Analysis - Dr Pepper Snapple Group's sweetener moves face fight for recognition
Dr Pepper Snapple Group has announced a sweetener blend
When PepsiCo revealed last year that it was working on a sweetener innovation, CEO Indra Nooyi said it could “alter the trajectory of the cola business”.
Analysts, however, shared little of her enthusiasm. “We question whether this is truly the turning point,” one said at the time. Now Dr Pepper Snapple Group, which during full-year results yesterday announced its own upcoming lower-calorie sweetener blend, is facing the same collective shrug of the shoulders.
“While we believe sweetener innovation is important for CSD players stuck between consumers’ sugar and artificial sweetener concerns, we do not expect any new launch to significantly affect category growth this year,” says CLSA's Caroline Levy in a note today (13 February). Stifel's Mark Swartzberg, meanwhile, merely notes that DPSG had begun testing the secret stevia-and-sugar blend that will be used in 60-calorie versions of some of its brands.
Another analyst, far from welcoming the news, is worried that the low-calorie products threaten sales of another recent DPSG innovation, the Ten range. The Ten portfolio was launched in 2011 by Dr Pepper Ten, with DPSG claiming the ten-calorie beverage would attract consumers looking for healthier options but without the diet imagery.

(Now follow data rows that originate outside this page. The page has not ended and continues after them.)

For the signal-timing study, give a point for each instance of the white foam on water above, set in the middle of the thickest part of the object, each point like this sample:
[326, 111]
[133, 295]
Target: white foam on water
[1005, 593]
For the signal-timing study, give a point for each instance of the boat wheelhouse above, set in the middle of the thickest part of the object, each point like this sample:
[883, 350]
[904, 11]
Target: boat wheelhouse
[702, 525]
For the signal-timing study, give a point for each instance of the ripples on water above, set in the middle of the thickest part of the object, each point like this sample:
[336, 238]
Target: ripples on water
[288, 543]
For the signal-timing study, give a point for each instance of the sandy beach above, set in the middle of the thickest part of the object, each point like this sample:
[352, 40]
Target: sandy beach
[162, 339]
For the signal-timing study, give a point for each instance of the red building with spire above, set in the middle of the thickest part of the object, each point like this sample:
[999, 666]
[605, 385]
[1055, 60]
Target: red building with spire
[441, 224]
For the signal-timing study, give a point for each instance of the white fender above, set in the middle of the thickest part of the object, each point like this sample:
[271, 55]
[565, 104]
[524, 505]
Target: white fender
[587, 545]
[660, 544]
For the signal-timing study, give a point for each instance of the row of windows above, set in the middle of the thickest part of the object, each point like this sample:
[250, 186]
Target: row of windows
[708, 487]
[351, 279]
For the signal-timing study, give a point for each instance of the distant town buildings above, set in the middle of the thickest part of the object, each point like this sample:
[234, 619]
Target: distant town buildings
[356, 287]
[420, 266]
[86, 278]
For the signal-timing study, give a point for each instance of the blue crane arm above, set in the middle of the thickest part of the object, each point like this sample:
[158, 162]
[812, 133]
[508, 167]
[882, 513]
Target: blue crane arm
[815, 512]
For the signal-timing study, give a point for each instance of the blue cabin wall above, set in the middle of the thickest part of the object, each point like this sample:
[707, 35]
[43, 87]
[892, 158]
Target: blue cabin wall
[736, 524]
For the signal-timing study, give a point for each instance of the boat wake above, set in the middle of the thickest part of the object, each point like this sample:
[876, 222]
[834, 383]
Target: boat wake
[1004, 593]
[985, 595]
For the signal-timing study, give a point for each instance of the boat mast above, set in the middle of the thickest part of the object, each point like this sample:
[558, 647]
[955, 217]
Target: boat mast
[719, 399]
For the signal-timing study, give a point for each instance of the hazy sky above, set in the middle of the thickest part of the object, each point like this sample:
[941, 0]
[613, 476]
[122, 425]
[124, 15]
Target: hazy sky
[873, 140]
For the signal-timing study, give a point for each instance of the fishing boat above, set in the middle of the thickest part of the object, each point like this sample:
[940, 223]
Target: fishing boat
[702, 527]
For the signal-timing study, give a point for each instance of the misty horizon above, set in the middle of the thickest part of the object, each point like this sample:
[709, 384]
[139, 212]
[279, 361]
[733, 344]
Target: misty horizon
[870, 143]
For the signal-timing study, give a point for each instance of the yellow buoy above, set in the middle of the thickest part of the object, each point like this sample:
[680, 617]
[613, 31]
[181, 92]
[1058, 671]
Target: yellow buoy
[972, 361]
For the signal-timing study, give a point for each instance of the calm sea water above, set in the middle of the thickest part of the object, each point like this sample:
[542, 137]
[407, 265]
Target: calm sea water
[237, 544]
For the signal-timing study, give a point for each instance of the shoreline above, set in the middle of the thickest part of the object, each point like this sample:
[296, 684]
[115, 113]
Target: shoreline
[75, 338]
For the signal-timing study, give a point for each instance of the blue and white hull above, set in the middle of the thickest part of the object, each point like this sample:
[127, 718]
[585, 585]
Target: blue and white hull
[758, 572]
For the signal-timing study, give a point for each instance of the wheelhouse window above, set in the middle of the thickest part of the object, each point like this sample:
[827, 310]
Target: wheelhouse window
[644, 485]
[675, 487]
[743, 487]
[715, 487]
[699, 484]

The company has since added other brands to the range but, despite DPSG maintaining yesterday that Ten continues to bring consumers back to the CSD category, analysts have remained sceptical over its merits, especially as DPSG refuses to break down its performance.
Analysts have also questioned its extended roll-out period (28 months and counting), and now Bernstein's Ali Dibadj fears a competing low-calorie range could cut short any runway that Ten has left.
“Does it make strategic or financial sense for the company to continue investing heavily in Ten?” Dibadj asks. “Given the - very tangible, we think - risk of imminent cannibalisation from another innovation?”
Dibadj welcomes, however, DPSG's pricing and efficiency moves that have kept profits and sales at the US soft drinks maker stable throughout 2013. “We certainly hope the other US beverages companies see pricing and cost-cutting as the way forward as well,” the analyst says.
Dibadj would therefore surely have been happy when in a call with analysts yesterday, CFO Marty Ellen laid out what could be termed the company's current motto. “What we want to demonstrate is that even on lower volumes we can make more money,” Ellen said.
But, just how many more costs can be shaved? And, for how long can DPSG keep taking price before the market reacts?
Hard to impress, analysts may be. But DPSG will surely know that consumers are an even tougher challenge.